BANGKOK – Oil prices rose slightly Friday after data showed China's economy rebounded in the final quarter of last year, suggesting demand for energy might increase.
Benchmark oil for February delivery was up 2 cents to $95.51 per barrel at midday Bangkok time in electronic trading on the New York Mercantile Exchange. The contract gained $1.25 to finish at $95.49 a barrel. That was the highest close for crude on the Nymex since Sept. 17 and a result of the positive economic reports out of the U.S.

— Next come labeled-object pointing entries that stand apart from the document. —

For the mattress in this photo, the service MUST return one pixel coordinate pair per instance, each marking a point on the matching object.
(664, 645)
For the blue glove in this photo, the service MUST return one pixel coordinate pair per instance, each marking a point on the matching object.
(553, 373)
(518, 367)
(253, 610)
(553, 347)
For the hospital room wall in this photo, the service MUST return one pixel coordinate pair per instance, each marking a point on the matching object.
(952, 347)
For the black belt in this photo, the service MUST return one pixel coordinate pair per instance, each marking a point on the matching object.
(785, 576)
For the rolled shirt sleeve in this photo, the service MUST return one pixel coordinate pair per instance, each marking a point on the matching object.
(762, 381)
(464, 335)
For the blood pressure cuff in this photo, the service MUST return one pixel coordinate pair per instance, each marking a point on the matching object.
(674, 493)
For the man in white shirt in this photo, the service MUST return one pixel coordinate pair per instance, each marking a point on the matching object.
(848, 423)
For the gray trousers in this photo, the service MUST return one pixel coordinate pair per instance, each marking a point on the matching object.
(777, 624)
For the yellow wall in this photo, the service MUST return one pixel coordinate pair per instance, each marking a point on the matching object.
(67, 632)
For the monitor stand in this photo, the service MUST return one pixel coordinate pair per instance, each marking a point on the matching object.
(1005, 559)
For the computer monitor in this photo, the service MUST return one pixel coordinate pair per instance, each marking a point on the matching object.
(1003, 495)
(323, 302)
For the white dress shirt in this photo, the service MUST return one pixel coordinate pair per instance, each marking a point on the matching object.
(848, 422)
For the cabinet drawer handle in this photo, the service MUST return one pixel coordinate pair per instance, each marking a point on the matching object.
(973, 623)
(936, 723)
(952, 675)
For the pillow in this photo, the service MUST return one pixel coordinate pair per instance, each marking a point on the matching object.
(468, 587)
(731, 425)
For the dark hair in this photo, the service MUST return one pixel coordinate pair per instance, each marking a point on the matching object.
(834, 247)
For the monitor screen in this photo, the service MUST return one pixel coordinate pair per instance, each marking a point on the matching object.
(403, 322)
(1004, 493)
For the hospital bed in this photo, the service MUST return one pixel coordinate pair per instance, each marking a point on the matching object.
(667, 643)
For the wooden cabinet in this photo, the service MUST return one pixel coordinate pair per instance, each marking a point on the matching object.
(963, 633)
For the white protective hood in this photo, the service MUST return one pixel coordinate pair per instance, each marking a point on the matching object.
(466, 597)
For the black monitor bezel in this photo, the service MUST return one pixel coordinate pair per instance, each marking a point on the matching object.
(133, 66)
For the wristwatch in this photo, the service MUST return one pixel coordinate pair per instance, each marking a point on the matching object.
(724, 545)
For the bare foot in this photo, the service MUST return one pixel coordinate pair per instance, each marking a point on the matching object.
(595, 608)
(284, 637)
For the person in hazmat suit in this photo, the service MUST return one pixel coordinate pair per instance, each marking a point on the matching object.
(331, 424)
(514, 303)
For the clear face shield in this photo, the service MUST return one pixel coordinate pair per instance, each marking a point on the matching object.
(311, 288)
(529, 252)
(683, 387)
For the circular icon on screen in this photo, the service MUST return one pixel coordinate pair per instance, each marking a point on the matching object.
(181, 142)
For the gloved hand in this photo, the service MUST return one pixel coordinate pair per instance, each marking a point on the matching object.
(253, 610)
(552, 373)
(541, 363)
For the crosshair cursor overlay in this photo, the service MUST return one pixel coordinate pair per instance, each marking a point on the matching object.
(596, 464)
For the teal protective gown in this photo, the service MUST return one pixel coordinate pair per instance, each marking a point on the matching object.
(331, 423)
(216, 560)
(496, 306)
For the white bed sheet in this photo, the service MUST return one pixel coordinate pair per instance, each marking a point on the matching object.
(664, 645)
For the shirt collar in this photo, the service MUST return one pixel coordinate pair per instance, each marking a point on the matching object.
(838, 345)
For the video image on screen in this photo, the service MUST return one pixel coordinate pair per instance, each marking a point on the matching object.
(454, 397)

China's economy grew 7.9 percent in the fourth quarter of 2012, up from the previous quarter's 7.4 percent. In December, retail sales growth accelerated to 15.2 percent over a year earlier, up from the previous month's 14.9 percent, the National Bureau of Statistics reported. Factory output growth rose to 10.3 percent from November's 10.1 percent.
Data showing improvement in China, the world's No. 2 economy, suggests increased energy demand, a key driver of oil prices.
However, Caroline Bain, commodities analyst for The Economist Intelligence Unit, said that demand in 2013 could be affected "as the risk of more protracted debate over fiscal policy, which would sap sentiment, could emerge again later in the year" in among U.S. leaders in Washington.
Brent crude, used to price international varieties of oil, rose 9 cents to $111.19 per barrel on the ICE Futures exchange in London.
In other energy futures trading on Nymex:
— Wholesale gasoline fell 0.1 cent to $2.781 a gallon.
— Natural gas fell 0.4 cents to $3.498 per 1,000 cubic feet.
— Heating oil was nearly unchanged at $3.014 a gallon.